As a participant, you cannot control the investments offered by the plan. You can, however, look at the expense ratios of the various investments offered and choose those with low costs. Index funds are often a low-cost option. These funds track a market index, such as the S&P 500 or Russell 2000. Index funds cost less due to the relative ease in management of these funds compared to actively managed funds.Start investing in index funds with Robinhood
How much should I invest?
The simple answer to this question is: as much as possible. The single largest component in determining how much you will have saved for retirement is the amount that you contribute over the course of your working career.

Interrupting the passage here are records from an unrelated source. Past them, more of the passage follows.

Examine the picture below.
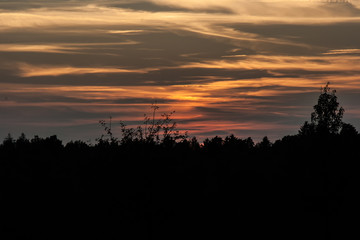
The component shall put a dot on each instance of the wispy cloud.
(28, 70)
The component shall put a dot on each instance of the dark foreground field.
(300, 186)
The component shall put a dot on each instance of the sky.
(249, 68)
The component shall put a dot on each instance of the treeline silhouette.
(155, 183)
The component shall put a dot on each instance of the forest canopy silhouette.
(155, 182)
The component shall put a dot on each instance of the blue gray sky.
(251, 68)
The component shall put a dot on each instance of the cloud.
(28, 70)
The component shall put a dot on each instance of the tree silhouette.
(327, 116)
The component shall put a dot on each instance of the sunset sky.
(251, 68)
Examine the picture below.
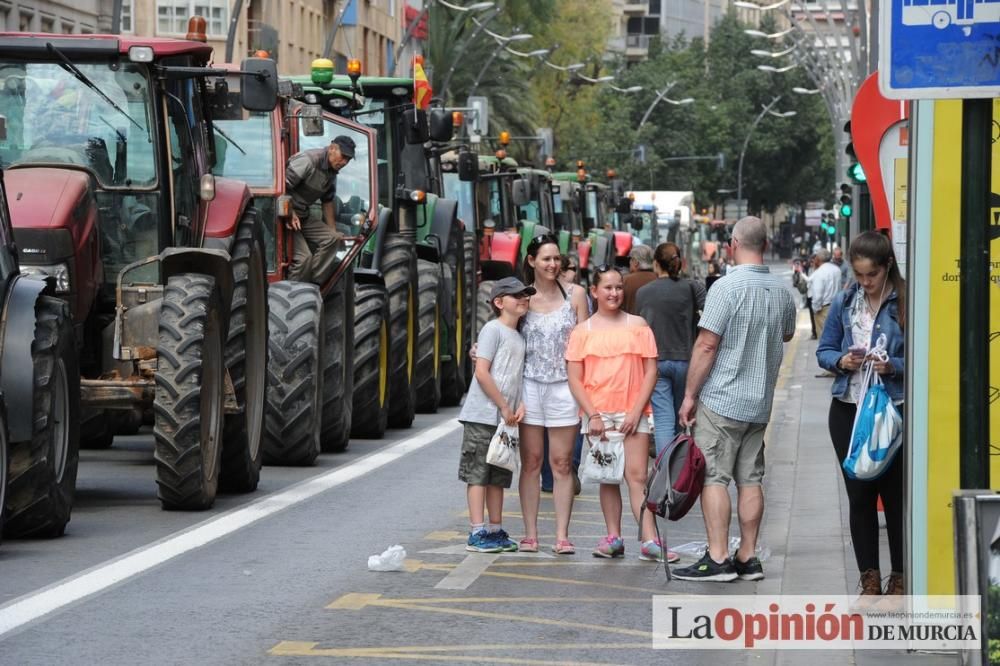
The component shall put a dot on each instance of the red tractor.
(40, 405)
(328, 367)
(162, 263)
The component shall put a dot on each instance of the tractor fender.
(217, 263)
(225, 211)
(368, 276)
(17, 372)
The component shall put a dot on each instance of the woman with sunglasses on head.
(611, 364)
(552, 313)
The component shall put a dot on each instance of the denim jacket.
(837, 339)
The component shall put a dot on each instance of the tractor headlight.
(59, 272)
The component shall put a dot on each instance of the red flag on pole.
(422, 92)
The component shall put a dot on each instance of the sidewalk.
(806, 513)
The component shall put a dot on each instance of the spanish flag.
(422, 92)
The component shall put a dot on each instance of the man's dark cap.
(346, 145)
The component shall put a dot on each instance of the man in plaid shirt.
(748, 316)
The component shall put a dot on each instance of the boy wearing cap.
(311, 175)
(494, 395)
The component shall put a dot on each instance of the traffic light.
(846, 204)
(855, 173)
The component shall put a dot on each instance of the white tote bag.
(605, 460)
(503, 448)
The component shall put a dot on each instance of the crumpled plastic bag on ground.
(696, 549)
(390, 560)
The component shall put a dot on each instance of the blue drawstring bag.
(878, 426)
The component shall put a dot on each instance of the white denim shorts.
(549, 405)
(614, 421)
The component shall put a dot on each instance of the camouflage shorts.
(473, 468)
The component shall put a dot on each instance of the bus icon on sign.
(943, 13)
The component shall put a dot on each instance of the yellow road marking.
(358, 600)
(438, 652)
(446, 535)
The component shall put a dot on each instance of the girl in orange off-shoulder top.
(611, 367)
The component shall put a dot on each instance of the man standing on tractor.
(311, 175)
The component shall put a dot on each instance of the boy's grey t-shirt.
(504, 347)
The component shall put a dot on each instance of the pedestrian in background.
(824, 284)
(549, 404)
(611, 360)
(494, 396)
(858, 317)
(846, 274)
(640, 266)
(671, 306)
(748, 316)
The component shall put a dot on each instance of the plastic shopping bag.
(503, 448)
(605, 459)
(877, 434)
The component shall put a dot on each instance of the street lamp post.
(501, 45)
(662, 95)
(746, 142)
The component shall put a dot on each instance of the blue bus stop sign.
(939, 49)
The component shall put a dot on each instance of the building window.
(172, 15)
(126, 24)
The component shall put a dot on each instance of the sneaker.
(708, 569)
(483, 542)
(610, 546)
(507, 544)
(749, 570)
(652, 551)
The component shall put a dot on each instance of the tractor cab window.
(243, 141)
(353, 190)
(464, 194)
(373, 114)
(57, 120)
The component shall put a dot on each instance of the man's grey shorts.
(473, 468)
(733, 450)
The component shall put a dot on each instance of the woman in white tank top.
(553, 313)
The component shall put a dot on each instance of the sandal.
(563, 547)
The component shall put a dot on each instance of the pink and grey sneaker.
(610, 546)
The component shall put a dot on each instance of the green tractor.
(419, 244)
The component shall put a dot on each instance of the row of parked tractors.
(144, 256)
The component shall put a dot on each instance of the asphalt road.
(280, 576)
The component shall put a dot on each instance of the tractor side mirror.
(312, 120)
(441, 125)
(468, 167)
(519, 192)
(259, 87)
(415, 127)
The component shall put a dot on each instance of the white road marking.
(466, 573)
(19, 612)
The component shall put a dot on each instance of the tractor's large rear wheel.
(371, 362)
(429, 332)
(292, 415)
(42, 471)
(484, 311)
(190, 387)
(453, 363)
(399, 268)
(246, 360)
(470, 277)
(338, 364)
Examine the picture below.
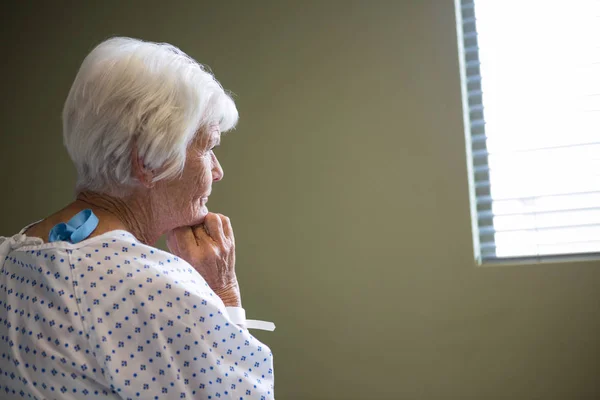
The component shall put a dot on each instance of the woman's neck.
(133, 214)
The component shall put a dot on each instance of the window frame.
(475, 141)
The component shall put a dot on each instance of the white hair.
(130, 91)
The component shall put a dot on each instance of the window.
(531, 95)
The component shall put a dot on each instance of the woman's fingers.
(214, 226)
(227, 229)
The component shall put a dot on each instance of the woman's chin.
(200, 215)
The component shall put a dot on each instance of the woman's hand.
(210, 249)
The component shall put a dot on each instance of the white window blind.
(531, 90)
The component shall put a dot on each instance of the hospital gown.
(113, 318)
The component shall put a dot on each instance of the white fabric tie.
(8, 244)
(238, 316)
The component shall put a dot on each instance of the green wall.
(346, 183)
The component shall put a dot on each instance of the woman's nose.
(217, 171)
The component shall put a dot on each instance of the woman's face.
(185, 198)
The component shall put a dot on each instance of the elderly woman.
(89, 308)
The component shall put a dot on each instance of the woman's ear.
(140, 171)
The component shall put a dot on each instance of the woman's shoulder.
(120, 264)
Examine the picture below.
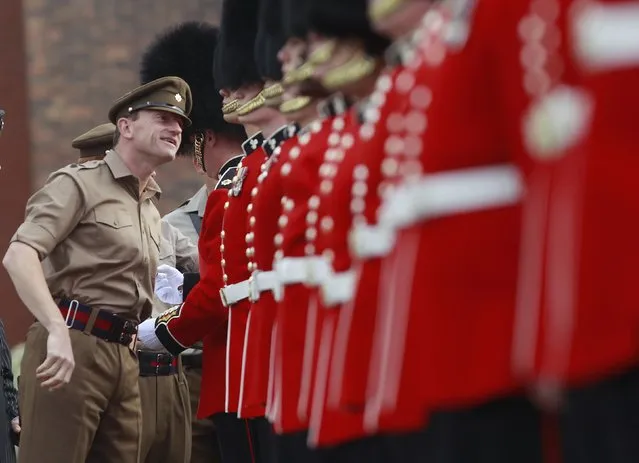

The contribution limit for 401(k)s in 2020 is $19,500, with an extra $6,500 catch-up contribution for those who are age 50 or over at any point during the year.
If you are unable to contribute the maximum, start with something. After that, make a commitment to increase your contribution by at least 1% of your salary each year. And make sure you are contributing enough to earn the full amount of your company's match if they offer one. This is free money.
Low-income saver benefits
Even those with relatively low incomes can benefit from saving via a 401(k) plan. Many plans allow you to get started investing with a very low percentage of your income, in some cases as little as 1%.
Some 401(k) plans offer default savings options. Some of these start as low as 1% of your compensation. They take this amount and invest it into a default investment option like a target-date fund. Some of these plans also use an auto-escalation feature that increases the amount of your contribution to the plan each year by a specified amount. Participants have the ability to opt-out if they choose. But this can be a great way to get started even if your income is low.
Take your 401(k) with you
Given that most of us switch jobs many times over the course of our careers, it's important to remember to take your plan with you. It's critical to make a definite decision about your 401(k) account when leaving your employer.
This choice might be to leave it in the plan if you feel the funds are outstanding and the costs are low. You might be able to roll the money over to a 401(k) plan with a new employer if their plan allows it.
A common option is to roll the balance into an IRA. This allows you to select your own investments from a broader menu. You can also withdraw the money, though this will generally result in significant taxes plus a 10% penalty if you are under age 59½.
Whatever your choice, don't ignore this money. Make a definite decision as to what to do with it. This is an important part of your retirement nest egg and should be treated accordingly.
Best 401(k) management practices
The best 401(k) management practice is to take charge of your plan and your investments. This means:
Save as much as possible as soon as possible.
Make investment choices, even if this choice is a target-date fund or other managed account.
Be aware of the costs.
Manage your 401(k) in harmony with other investments you might have outside of the plan.
Don't ignore this money when you leave your employer.
Take advantage of your 401(k) and start saving early for retirement
With traditional pension plans going by the wayside, saving for retirement is increasingly our own responsibility. Employer-sponsored retirement plans are frequently the main retirement savings vehicle for many of us.
It's important to learn as much as you can about your employer's plan. What investment choices are offered? How much can I contribute? Does the employer match my contributions? Most of all, how does this fit with any other investments that I have for retirement?
The ability to save a portion of your paycheck automatically is a powerful tool. You don't have to write a check, and once you get started, you likely won't miss the money each pay period.